I visited India eleven years ago and have never forgotten the impression it made upon me. It was an assault on the senses and, when I look at the photographs I took then, I can immediately hear the intense clamour of the streets, car horns, camels and cows, and smell the cinnamon, jasmine and drains. The impact of the vast numbers of jostling people in the cities, the beggars and the heat was overwhelming but it’s all part of the excitement of the experience.
And the colours! Even the poorest women wore deeply saturated hues of fuchsia, scarlet and saffron. One of my abiding images is of being driven through the countryside, in a landscape of miles of red dust and scrubby grass, and seeing a woman dressed in scarlet swaying gracefully as she carried a water pot on her head. There was no visible habitation nearby and I still wonder where she was going.
Then there were the vast palaces and forts. I found their decaying grandeur impossibly romantic and dreamed about walking through them alone, listening to the whispers of times long ago. It was this that inspired me to write The Palace of Lost Dreams.
The Palace of Lost Dreams is set mostly in Hyderabad in 1798 when the British East India Company had been in India for two hundred years. It surprised me to discover that many of the British men, for in the beginning wives were usually left at home, had enthusiastically adopted the often cultured Indian ways and regularly married the local women. These marriages were usually happy and the resulting Anglo-Indian children mixed freely in both societies. The boys were frequently sent to England to be schooled and later returned to join the East India Company army. It wasn’t until 1791 that an order was issued preventing those with an Indian parent from owning land or being employed by the Company. Since these children were thus deprived of the opportunity to earn a living, if their skin was sufficiently fair, they were sometimes sent ‘home’ and absorbed into English society.
1798 was a time on the cusp of change. The British government began an intensive effort to work with the East India Company, who already had armies in place, to snatch power and control over India as a whole. From a modern day perspective, the means used to achieve this take-over were shocking.
In 1797 the two strongest powers in India, Mysore and the Marathas, had declined in strength and it was a good time for Britain to grasp the upper hand. The Marquis of Wellesley, the Duke of Wellington’s elder brother, arrived in India in 1798 to take up his new post as Governor General at a time when Britain was locked in a life or death struggle with France all over the world.
Since Napoleon had set his sights on India, too, Wellesley had to move quickly. To achieve his aims, he set up a system of Subsidiary Alliances, which signed away an Indian state’s independence and right of self-defense. The Alliance system was advantageous to the British since they could now maintain a large army at the cost of the Indian states. The very first Subsidiary Treaty was signed between Wellesley and the Nizam of Hyderabad on 1stSeptember 1798.

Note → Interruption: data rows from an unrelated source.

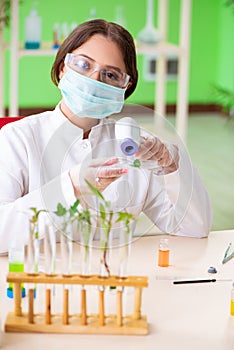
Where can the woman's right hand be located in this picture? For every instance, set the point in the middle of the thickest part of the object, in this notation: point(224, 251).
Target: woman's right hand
point(100, 173)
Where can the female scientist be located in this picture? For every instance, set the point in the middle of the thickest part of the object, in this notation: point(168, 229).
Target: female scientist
point(45, 158)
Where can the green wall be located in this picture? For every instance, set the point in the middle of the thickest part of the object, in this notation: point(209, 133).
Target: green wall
point(211, 55)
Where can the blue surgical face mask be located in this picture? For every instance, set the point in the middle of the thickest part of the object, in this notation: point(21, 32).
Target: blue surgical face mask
point(87, 97)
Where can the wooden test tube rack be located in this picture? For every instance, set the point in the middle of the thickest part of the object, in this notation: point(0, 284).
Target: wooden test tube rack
point(82, 323)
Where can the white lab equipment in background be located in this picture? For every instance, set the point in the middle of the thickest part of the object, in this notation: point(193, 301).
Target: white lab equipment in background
point(127, 132)
point(33, 29)
point(149, 34)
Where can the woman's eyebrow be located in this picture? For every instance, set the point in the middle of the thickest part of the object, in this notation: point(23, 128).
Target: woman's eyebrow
point(106, 65)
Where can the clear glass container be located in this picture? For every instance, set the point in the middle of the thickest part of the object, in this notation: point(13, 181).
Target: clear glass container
point(163, 252)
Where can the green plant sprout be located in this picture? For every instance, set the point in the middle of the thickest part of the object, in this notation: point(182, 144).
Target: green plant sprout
point(69, 215)
point(84, 217)
point(106, 216)
point(34, 239)
point(34, 221)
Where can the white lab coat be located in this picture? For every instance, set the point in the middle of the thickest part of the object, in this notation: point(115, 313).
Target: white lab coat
point(37, 152)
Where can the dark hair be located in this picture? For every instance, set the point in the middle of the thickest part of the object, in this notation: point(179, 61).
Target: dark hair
point(83, 32)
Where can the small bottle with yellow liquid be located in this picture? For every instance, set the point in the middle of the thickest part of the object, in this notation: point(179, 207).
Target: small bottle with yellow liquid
point(163, 252)
point(232, 301)
point(16, 264)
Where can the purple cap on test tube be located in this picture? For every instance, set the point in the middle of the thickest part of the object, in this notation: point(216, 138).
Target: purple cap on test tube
point(129, 146)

The military events outlined in The Palace of Lost Dreams in October 1798 are factual and the British Resident, James Kirkpatrick, did send a spy to arrange a mutiny behind the French lines on the morning of the 21stOctober and to cut the bullock traces to prevent the French moving their artillery. My hero, Harry Wyndham, as that spy is, of course, fictional.
At dawn on the 22nd October, the French army awoke to find themselves surrounded. Kirkpatrick promised the mutineers their back pay and future employment in one of the mercenary corps if they began to lay down their arms in the next fifteen minutes. The terms were accepted and within a few hours the largest French force in India was disarmed by the British, who had only a third of their number, without any casualties or a single shot being fired.
This turning point, combined with Admiral Nelson’s sinking of the French fleet in Aboukir Bay, effectively ruined Napoleon’s dreams of India becoming a French colony.